Saturday 25 February 2006

US durable goods orders fall in January

The US durable goods orders data for January look weak. From Reuters:

New orders for U.S.-made durable goods plunged 10.2 percent in January, the biggest drop in 5-1/2 years, as non-defense aircraft orders posted their largest fall since December 1998, a government report showed on Friday.

Outside transportation, orders for expensive items built to last three years or more posted their third straight monthly gain, rising a slightly larger-than-expected 0.6 percent, the Commerce Department report showed...
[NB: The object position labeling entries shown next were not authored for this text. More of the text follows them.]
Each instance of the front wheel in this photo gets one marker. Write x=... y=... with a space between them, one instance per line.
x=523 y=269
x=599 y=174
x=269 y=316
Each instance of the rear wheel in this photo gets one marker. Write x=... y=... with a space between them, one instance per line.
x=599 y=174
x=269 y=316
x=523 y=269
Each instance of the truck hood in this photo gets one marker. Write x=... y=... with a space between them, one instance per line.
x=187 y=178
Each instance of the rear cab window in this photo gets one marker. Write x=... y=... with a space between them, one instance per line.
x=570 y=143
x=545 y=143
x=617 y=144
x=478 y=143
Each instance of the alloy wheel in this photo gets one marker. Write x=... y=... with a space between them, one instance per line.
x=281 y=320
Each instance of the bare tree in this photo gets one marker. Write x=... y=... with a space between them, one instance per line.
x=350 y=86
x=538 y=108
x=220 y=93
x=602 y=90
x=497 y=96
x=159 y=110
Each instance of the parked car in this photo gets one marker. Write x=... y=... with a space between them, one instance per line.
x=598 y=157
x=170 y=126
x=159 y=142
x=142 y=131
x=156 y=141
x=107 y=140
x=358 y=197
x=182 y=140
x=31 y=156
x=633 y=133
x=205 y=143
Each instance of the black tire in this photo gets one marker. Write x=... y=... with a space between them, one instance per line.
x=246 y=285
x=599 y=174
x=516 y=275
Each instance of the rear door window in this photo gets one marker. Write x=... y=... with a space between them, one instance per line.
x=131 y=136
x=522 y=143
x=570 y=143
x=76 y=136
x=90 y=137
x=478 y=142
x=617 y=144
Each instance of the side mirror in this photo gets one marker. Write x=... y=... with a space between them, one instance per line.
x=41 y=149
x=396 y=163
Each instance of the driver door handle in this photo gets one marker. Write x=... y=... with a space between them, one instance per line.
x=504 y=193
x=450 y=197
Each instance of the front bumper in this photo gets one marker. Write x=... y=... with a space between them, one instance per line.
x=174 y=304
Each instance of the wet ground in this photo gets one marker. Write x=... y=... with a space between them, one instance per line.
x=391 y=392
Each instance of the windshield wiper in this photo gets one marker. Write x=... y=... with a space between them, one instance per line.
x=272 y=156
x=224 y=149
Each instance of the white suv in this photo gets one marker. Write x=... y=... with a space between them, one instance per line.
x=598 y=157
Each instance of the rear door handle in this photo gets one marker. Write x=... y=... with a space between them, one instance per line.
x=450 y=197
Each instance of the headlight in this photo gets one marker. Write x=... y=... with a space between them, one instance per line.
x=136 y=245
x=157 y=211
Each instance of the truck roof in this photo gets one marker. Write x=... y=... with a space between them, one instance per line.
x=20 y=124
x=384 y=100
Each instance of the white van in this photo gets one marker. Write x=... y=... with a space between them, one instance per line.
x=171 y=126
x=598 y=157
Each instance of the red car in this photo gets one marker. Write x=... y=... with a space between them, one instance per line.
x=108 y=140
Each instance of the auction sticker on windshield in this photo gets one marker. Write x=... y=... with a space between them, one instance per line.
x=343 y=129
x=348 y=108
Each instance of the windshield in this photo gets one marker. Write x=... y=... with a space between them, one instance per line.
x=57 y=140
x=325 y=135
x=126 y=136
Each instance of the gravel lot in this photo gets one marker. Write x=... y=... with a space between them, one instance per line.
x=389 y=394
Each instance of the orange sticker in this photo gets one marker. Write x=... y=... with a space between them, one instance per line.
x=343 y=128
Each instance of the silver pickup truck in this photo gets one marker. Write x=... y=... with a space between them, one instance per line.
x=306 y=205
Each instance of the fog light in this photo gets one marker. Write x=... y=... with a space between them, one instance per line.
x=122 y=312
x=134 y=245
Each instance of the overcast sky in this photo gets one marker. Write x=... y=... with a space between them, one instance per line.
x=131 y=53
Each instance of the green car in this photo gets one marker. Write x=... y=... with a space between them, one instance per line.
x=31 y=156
December orders were revised up to a 2.5 percent gain from the originally reported 1.3 percent advance...

Capital goods orders tumbled 23.1 percent, the biggest slide since July 2000, on a record 20 percent decline in non-defense capital goods orders and a 64.3 percent fall in defense capital goods orders.

Non-defense capital goods orders excluding aircraft, seen on Wall Street as a proxy for business spending, edged down 0.4 percent, the report showed...

Unfilled orders, which can signal future strength of factory production, fell 0.8 percent, the largest drop since a decline of 1.2 percent in October 2002.

If business spending is weak in the US, it isn't much better in the UK, as Edward Hugh notes. From FT:

The volume of business investment fell by 1 per cent in the last three months of 2005, compared to the previous quarter. The Office for National Statistics said that for the year as a whole, the volume of business investment was £113.1bn, up 1.6 per cent on 2004, against growth of 3.3 per cent in 2004.

However, higher consumer spending helped boost UK fourth quarter GDP growth to a one-year high, reports Reuters.

The Office for National Statistics said its first estimate for GDP growth in the fourth quarter of 2005 was unchanged at 0.6 percent but that it had nudged up the annual rate a tenth of a point to 1.8 percent. Economists had predicted no revision.

Household spending rose by 0.7 percent in the fourth quarter, its fastest pace in more than a year, lending credence to Bank of England forecasts that consumers are poised to drive economic recovery over 2006.